We go through a particular process. We know that the therapies we use for disease modification accrue their benefits over weeks and months and years, not days. You must pick a therapy that the patient is comfortable with, that they're going to be able to tolerate, and that they're going to be able to use consistently. We also take into consideration things like lifestyle and plans for reproduction, for example. For women, that's going to dictate whether some medications are a good choice or not. That's part of the art. We are mainly diagnosing relapsing patients when they present, although we do, of course, have progressive patients, who continue to be a real challenge, and are one of the great unmet needs in the MS community. That requires more detailed conversation, and honestly, for a new presentation, it requires a lot more critical thinking about diagnosis to make sure that we're making the right diagnosis, especially in cases of progressive disease. This is where I think some of what makes neuroimmunology an attractive yield for a lot of our trainees, because there is a lot of patient education, patient interaction. There's a lot of shared decision making. There's an interesting pathophysiology. We have imaging, and now we have these great therapeutics. But there's also this human part of it and the interaction with the patients and the patient population that I think makes it a particularly attractive area for our trainees.

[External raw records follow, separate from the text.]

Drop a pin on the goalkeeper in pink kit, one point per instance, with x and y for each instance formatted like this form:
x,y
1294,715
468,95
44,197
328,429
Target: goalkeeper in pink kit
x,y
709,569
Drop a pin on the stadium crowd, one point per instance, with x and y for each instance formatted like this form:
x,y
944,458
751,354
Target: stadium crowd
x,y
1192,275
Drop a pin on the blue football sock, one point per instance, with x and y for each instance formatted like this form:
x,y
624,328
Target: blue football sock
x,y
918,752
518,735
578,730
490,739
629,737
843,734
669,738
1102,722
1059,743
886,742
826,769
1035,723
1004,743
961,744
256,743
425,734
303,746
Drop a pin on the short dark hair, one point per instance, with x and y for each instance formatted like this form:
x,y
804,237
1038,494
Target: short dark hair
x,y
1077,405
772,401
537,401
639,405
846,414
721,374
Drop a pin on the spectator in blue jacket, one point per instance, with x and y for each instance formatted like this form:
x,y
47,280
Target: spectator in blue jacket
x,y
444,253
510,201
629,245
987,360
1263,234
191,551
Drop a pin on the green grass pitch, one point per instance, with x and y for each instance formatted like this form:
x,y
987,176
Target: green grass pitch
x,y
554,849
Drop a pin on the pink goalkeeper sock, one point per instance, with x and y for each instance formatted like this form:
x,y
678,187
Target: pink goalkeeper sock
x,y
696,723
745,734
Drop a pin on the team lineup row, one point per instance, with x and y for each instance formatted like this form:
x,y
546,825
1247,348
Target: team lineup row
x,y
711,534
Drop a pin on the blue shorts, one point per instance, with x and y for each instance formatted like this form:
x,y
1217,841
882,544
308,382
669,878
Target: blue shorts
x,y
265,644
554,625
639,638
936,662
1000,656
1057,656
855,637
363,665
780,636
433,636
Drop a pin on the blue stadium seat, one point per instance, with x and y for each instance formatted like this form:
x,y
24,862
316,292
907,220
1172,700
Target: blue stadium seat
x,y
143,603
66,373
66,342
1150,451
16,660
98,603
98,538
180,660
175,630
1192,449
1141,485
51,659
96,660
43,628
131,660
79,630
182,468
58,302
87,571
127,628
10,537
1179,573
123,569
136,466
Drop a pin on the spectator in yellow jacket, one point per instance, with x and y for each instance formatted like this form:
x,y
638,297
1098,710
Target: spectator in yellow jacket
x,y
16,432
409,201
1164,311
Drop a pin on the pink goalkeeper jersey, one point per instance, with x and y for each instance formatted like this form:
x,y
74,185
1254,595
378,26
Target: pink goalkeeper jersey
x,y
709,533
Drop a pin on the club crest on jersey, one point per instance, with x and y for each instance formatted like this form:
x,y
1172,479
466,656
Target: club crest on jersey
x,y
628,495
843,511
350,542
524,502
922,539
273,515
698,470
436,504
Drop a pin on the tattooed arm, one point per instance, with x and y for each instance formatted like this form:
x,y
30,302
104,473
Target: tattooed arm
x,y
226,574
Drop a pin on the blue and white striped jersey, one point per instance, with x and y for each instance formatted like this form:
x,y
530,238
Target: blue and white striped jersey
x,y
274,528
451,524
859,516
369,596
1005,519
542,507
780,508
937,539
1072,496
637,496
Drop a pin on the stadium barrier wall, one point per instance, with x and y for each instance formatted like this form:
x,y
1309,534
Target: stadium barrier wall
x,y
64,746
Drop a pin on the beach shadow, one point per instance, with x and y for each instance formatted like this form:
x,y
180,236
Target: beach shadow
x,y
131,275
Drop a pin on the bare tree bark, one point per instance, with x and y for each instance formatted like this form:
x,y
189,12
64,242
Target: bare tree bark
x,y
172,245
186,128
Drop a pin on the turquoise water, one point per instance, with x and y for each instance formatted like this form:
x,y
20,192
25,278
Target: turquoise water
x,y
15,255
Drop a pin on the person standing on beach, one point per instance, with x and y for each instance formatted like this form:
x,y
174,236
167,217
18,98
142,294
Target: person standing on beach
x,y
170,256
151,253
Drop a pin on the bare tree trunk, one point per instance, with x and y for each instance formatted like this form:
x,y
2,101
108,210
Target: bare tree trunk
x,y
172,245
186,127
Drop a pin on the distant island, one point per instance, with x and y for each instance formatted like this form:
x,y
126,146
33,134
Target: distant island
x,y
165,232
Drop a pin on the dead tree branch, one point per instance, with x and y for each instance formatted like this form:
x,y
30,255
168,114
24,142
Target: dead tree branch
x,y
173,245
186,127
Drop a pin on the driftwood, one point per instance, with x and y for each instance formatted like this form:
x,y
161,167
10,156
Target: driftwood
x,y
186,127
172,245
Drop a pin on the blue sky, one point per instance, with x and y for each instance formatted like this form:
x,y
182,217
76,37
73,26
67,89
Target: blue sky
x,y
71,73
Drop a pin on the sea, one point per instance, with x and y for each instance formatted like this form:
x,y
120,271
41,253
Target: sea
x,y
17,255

Certainly, the definition of MS in terms of which patients should be treated and what patients might benefit from treatment has changed. We looked now for active disease. Active disease can be defined even if people are having progressive disability. But if they have new inflammatory activity, whether it's relapses or new activity on their scans, that is definitely an indication that therapies that are anti-inflammatory can have a benefit. Where the field is now is trying to understand more of the compartmentalized inflammation that we think could be a real driver of this progressive disability that patients continue to experience despite these very effective anti-inflammatory treatments.
We're excited about some of the research. We work a lot on biomarkers here at Cedars for both diagnosis and a lot of the work we've been doing in the central vein sign has been impactful. We're excited about the CAVS-MS study that was just fully enrolled, but also on the other end, looking at other markers for compartmentalized inflammation like paramagnetic rims, lesions and some other studies that indicate there may be some ways to both identify patients early on who might be prone to having more progressive disease in the future, and then also as a biomarker for treatment effects. We're starting to be much more sophisticated in the way we think about the disease. The disease has multiple components to it, both the initial inflammatory processes, but then all the things that are going on within the brain and within the spinal cord that are compartmentalized. So far, our therapies haven't been able to directly impact that, so I think that's the next frontier.